Since retiring I haven't shot the 469 as much as it isn't my usual choice of a carry weapon now that I no longer have to travel in the high crime city where I worked and prefer my lighter to carry wheel gun .38s but still fire a magazine or two through it every couple months or so before cleaning and oiling to keep my feel for it in case I feel a need to carry that 13 round compact service semi auto in it's horizontal carry shoulder rig with a jacket or belly band or in pant holster with shirt tail out if going into that still high crime city..


----------



## GREENCOUNTYPETE (Jul 25, 2006)

9000 would make a lot of sense , probably just replace at 3-5k and be happy

this got me thinking I need some recoil springs and a few minutes later I had 100 dollars of springs in my cart amazing how fast that happens.


----------



## mitchell3006 (Apr 1, 2010)

I've run several 50rd boxes of +P+ through a 459 with no problems whatsoever. If you were going to run a steady diet and shoot it a lot it might become an issue on the aluminum frame.


----------



## Shrek (May 1, 2002)

I bought the boxes of JHP to replace a 50 round box I gave a friend during the last local ammo shortage and he as I prefers to practice with what he carries and he gave me a box of .38 JHP he had gotten in a caliber miscount when he was buying his range ammo stock up.

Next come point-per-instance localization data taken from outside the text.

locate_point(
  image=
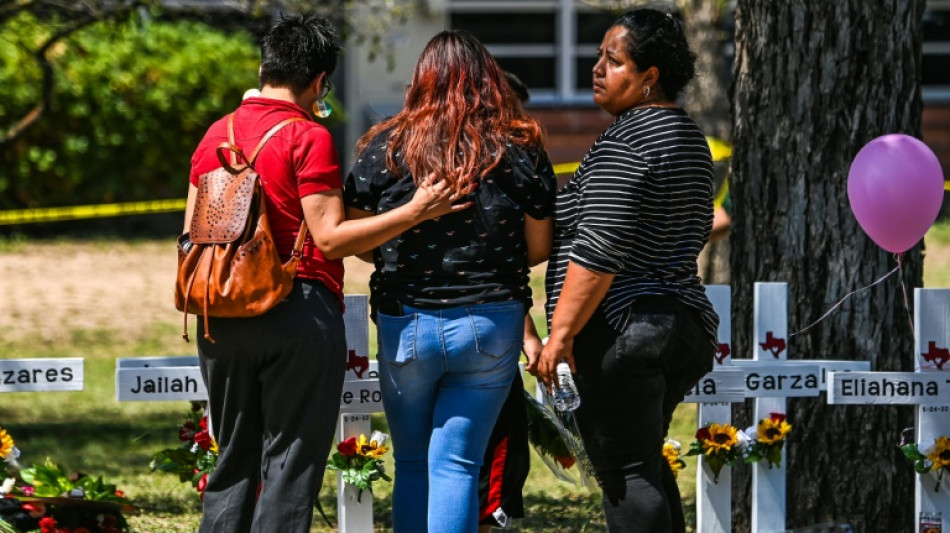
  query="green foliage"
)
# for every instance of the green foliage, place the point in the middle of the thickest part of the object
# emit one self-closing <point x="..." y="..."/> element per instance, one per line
<point x="130" y="103"/>
<point x="50" y="480"/>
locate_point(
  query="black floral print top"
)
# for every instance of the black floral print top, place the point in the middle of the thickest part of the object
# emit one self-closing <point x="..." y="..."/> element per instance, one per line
<point x="474" y="256"/>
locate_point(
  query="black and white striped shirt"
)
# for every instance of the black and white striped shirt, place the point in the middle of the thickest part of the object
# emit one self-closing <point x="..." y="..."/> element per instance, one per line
<point x="639" y="207"/>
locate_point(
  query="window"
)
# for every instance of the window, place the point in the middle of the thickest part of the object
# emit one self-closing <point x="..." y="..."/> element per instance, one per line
<point x="553" y="48"/>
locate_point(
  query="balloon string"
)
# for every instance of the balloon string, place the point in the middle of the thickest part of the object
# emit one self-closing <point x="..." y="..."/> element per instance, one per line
<point x="910" y="319"/>
<point x="850" y="294"/>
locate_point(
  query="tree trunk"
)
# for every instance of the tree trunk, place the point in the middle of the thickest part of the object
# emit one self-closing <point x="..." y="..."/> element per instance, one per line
<point x="814" y="82"/>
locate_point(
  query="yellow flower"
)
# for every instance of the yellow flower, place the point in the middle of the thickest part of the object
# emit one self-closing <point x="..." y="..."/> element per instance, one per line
<point x="369" y="448"/>
<point x="672" y="455"/>
<point x="941" y="453"/>
<point x="721" y="438"/>
<point x="771" y="431"/>
<point x="6" y="443"/>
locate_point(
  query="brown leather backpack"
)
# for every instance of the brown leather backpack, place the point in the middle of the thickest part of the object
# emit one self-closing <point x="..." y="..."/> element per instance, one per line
<point x="228" y="265"/>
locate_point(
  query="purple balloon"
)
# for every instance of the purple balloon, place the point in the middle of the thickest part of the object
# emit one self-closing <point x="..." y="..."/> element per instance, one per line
<point x="895" y="187"/>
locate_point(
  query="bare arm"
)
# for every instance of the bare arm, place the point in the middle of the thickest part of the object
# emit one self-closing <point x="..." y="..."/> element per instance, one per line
<point x="337" y="238"/>
<point x="353" y="213"/>
<point x="582" y="292"/>
<point x="538" y="235"/>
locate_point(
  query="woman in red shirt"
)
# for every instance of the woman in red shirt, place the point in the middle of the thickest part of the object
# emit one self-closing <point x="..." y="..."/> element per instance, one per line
<point x="274" y="380"/>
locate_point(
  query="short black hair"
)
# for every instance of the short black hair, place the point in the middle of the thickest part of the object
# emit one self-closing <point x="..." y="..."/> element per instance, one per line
<point x="298" y="49"/>
<point x="656" y="39"/>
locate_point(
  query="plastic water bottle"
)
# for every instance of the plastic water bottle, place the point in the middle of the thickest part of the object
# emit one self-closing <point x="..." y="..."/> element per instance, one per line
<point x="566" y="398"/>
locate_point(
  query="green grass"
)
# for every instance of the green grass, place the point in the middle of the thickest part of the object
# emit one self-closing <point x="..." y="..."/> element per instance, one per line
<point x="90" y="432"/>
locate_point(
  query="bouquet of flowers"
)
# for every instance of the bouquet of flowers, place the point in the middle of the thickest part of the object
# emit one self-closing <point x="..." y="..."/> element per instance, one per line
<point x="720" y="445"/>
<point x="930" y="459"/>
<point x="360" y="461"/>
<point x="671" y="452"/>
<point x="546" y="434"/>
<point x="768" y="439"/>
<point x="45" y="498"/>
<point x="197" y="456"/>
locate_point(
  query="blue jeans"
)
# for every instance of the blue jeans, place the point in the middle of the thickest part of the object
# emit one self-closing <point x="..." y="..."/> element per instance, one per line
<point x="444" y="375"/>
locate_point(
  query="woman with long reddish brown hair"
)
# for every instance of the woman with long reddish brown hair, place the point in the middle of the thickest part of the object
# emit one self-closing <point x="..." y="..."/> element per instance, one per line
<point x="450" y="297"/>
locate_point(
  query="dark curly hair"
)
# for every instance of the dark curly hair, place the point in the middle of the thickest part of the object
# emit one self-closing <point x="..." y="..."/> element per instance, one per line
<point x="296" y="50"/>
<point x="655" y="38"/>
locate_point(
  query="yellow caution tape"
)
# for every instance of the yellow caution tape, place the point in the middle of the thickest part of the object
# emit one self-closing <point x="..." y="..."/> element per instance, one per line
<point x="721" y="150"/>
<point x="55" y="214"/>
<point x="721" y="195"/>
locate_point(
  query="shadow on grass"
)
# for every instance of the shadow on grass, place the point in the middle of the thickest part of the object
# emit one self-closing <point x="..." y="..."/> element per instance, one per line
<point x="97" y="447"/>
<point x="544" y="513"/>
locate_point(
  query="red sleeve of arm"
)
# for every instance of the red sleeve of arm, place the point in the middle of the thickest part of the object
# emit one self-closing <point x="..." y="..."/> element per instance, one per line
<point x="316" y="162"/>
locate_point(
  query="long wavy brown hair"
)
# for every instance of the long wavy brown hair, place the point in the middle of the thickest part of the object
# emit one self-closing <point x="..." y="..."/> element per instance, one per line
<point x="459" y="117"/>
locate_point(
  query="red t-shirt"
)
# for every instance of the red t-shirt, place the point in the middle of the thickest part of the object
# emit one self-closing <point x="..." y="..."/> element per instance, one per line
<point x="298" y="161"/>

I thought I had more 9 mm JHP when we traded but now I have my stock up just have to wait until I can afford to buy a bit more to add to my 9mm stock.

I still like my now old fashioned 469 because of the decock block safety that rolls the firing pin down and blocks the hammer and pin from a chambered round and it's size is comfortable to carry with an extra magazine in pocket for 25 rounds or two in the shoulder rig or belly band for 37 rounds if needed. It's versatility just feels good to me


----------